Ich bin nie in meinem Geburtsort gewesen. Ich habe auch keine Erinnerung daran. Aber vor vielen Jahren sind wir zu dritt in das Dorf gefahren, aus dem unsere Mutter stammt. Sie hat uns alles gezeigt: Wo sie als kleines Mädchen gespielt hat. Die Schule, in die sie gegangen ist. Die Felder, auf denen sie ihren Eltern bei der Tabakernte helfen musste. Sie hat auch viele Geschichten über ihre Heimat erzählt.
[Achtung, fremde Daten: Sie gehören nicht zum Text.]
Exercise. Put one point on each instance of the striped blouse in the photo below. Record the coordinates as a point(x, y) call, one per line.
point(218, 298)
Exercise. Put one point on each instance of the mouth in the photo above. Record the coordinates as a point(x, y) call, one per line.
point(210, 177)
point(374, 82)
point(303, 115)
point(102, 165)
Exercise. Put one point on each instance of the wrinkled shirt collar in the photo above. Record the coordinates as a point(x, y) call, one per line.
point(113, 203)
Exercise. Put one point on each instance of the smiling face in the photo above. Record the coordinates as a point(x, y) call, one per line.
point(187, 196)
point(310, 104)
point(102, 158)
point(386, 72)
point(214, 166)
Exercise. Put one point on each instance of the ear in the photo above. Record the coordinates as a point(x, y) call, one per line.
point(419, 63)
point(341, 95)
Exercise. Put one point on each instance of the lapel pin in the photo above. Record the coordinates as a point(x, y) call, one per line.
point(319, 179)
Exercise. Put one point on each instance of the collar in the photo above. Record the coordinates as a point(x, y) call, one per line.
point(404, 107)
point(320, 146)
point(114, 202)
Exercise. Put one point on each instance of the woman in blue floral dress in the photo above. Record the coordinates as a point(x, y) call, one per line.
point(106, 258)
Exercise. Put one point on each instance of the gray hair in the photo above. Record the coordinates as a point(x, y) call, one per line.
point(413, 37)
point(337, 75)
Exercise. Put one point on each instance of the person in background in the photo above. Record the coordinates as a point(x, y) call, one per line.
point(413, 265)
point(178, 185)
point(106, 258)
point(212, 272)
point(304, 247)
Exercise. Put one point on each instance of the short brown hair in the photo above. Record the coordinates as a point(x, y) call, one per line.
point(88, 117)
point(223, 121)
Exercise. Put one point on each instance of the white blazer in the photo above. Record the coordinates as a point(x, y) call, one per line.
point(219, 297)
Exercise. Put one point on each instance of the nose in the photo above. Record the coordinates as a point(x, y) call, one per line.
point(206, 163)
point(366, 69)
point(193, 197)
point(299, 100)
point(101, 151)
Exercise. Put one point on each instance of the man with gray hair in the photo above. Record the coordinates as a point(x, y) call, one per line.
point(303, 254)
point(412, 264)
Ein paar habe ich inzwischen vergessen, die meisten sind aber immer noch in meinem Kopf.

Als du mich gefragt hast, wo meine Heimat ist, musste ich gleich an das Dorf meiner Mutter denken. Ist das nicht komisch? Ich war ein einziges Mal dort, zwei Tage nur. Und da war ich schon ein erwachsener Mann. Trotzdem fühlt es sich so an, als wäre dieses Dorf die Heimat meines Herzens.

Seit fast vierzig Jahren wohne ich jetzt hier in Berghofen. Das ist jetzt mein Zuhause. Hier kenne ich jede Straße, weiß, wer wo wohnt. Aber Heimat, Heimat ist das für mich nicht. – Verstehst du, was ich meine?“

Opa blickt Kira erwartungsvoll an. Die muss erst einmal ihre Gedanken ordnen. Es ist schon verwirrend, was sie da gerade gehört hat. Trotzdem hat sie das Gefühl, etwas zu verstehen. Sie versucht, Worte zu finden, die beschreiben, was sie denkt.

„Nein – oder: Ja, vielleicht doch. Berghofen ist dein Zuhause, weil du hier wohnst. Und wir in deiner Nähe sind. Aber da ist noch etwas, wovon du manchmal träumst. So wie Noah von San-si-bar.“

„Genau. Deshalb ist Sansibar, diese Insel vor Afrika, auch die Heimat in Noahs Herzen. Ein Ort, den er nicht kennt. Und der ihm trotzdem irgendwie vertraut ist. Nach dem er sich sehnt und von dem er träumt. Und den er bestimmt einmal besuchen wird, so wie Paul und ich mit unserer Mutter an ihren Geburtsort gefahren sind.“

„Opa? Ist Heimat dann nur ein Traum?“ In Kiras Kopf drehen sich die Gedanken im Kreis. Ihr ist, als wäre sie gerade Karussell gefahren.

„Nein, Kira. Kein Traum. Eher ein schönes, wohliges Gefühl, das jeder Mensch braucht. So wie ein Zuhause. Ein Zuhause für seine Gedanken. – Doch genug geredet. Ich habe Durst. Soll ich uns vielleicht eine Erdbeermilch machen?“

„Ja, gern! Ich helfe dir dabei.“ Kira springt auf. Die Sache mit der Heimat ist wirklich nicht einfach. Darüber muss sie noch einmal in Ruhe nachdenken. Aber schön, dass sie ihren Opa hat, mit dem sie über alles sprechen kann.